# Article Open Access Peer-Reviewed

Views

EDITORIAL

# Operating with Data - Statistics for the Cardiovascular Surgeon: Part III. Comparing Groups

Gabriel Romero LiguoriI; Luiz Felipe Pinho MoreiraI

DOI: 10.21470/1678-9741-2018-0378

In the previous issues of the Brazilian Journal of Cardiovascular Surgery (BJCVS) we discussed, first, the fundamental concepts required for understanding biostatistics and, then, how to evidence associations and assess risk. In this third part of the editorial series entitled "Operating with Data - Statistics for the Cardiovascular Surgeon", we will examine the methods for comparing groups.

Comparing What?

Here, again, it is important to clarify what we define as "comparing groups". One could state that, in our last editorial, we were also comparing groups. Indeed, we were comparing the occurrence of determined events among two or more groups. However, since both variables were qualitative (or categorical), we defined those cases as an analysis of association. Now, we are referring to the comparison of quantitative (or numerical) variables in two or more groups. In these cases, the object of analysis is not the frequency of the events, as before, but the central value of a quantitative variable. Scientifically speaking, the methods we will present in this editorial are valid for those cases in which the independent variable is qualitative i.e. groups and the independent variable is quantitative.

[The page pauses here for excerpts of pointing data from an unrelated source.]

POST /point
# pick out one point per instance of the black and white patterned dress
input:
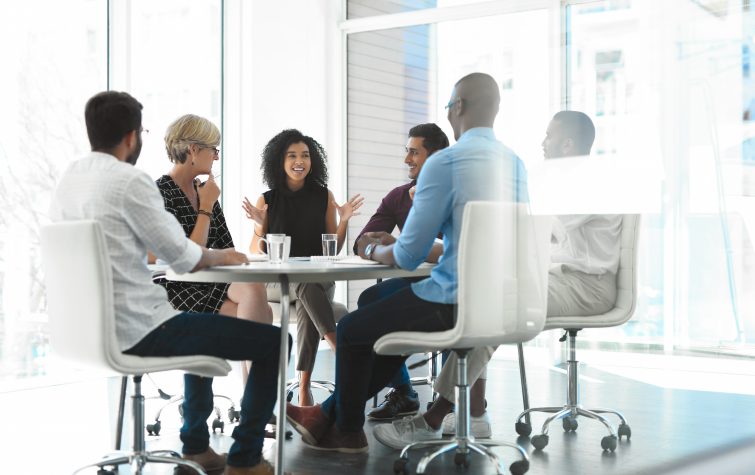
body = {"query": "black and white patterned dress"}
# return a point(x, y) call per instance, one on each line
point(189, 296)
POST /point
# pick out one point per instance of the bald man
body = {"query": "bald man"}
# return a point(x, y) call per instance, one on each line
point(477, 167)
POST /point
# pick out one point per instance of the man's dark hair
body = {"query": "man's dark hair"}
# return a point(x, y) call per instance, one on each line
point(578, 127)
point(274, 156)
point(109, 116)
point(433, 139)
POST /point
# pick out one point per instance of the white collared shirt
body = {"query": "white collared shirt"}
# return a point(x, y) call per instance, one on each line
point(129, 207)
point(588, 243)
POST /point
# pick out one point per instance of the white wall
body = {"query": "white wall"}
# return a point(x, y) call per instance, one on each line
point(283, 70)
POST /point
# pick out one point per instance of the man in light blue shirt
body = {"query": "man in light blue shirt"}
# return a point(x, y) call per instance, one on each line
point(477, 167)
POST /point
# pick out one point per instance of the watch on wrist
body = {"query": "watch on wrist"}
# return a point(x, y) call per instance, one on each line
point(369, 250)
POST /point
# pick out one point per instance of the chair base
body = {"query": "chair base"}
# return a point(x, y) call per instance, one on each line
point(137, 461)
point(568, 415)
point(463, 446)
point(323, 384)
point(569, 412)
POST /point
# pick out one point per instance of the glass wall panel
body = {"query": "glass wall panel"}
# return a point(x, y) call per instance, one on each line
point(402, 77)
point(674, 76)
point(53, 61)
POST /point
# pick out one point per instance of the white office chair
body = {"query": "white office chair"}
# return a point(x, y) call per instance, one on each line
point(339, 311)
point(82, 329)
point(502, 298)
point(626, 282)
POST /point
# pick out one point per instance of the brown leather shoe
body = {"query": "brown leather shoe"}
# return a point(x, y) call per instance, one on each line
point(209, 460)
point(345, 442)
point(262, 468)
point(310, 422)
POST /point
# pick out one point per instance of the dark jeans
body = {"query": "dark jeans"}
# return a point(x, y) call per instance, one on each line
point(360, 373)
point(233, 339)
point(377, 292)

Luckily, tests for comparing groups, as defined above, are probably the simplest statistical tests to understand, if you are not willing to go deep in the mathematical side of them, which is the case for us. In fact, the whole editorial could be summarized in three simple questions (Figure 1): 1) How many groups are being compared?; 2) Are the data normally distributed?; and 3) Are the groups paired?. The concepts required to answer questions 2 and 3 i.e. data distribution and pairing are fully explained in our first editorial. Still, it is important to understand what is behind each of these different tests and, thus, comprehend why they are the choice for each of these different situations.

Comparison Tests for Two Groups

If you are working with only two groups, let's say intervention and control, somehow you will be using a t-test. The t-distribution (and consequent t-test) was first proposed in 1908 by William Gosset, a chemist from Guinness brewery who could not publish his findings under his own name and, thus, did it under the pseudonym of "Student", reason why the most used t-test is named Student's t-test. The idea of all the t-tests is the same: to answer if the observed difference is larger than we should expect from random inconstancy.

For that, the t-test calculates the ratio of the difference between group means and the variance within the groups (Figure 2) to define a t-value. Thus, if the difference between the means is small and the variance within the groups is large, the t-value is low (Figure 2A). Oppositely, if the difference is large and the variance is small, then the t-value is high (Figure 2B). The higher is the t-value, the most significant is the difference. Using this t-value and the degrees of freedom of the sample (which is related to the number of observations), the t-test calculates the P-value for that difference. In the case of paired data, you can use the paired version of the Student's t-test. The details of the test's mathematical formula do not belong to the scope of this editorial but can be easily found online. The Student's t-test, however, is somehow limited because it assumes the data is normally distributed and the standard deviation is the same for both groups. When data is not normally distributed, however, other approaches are necessary to test the difference between the groups.

Fig. 2 - Graphical representation of the rationale behind the Student's t-test. A) Groups not significantly different. B) Groups significantly different.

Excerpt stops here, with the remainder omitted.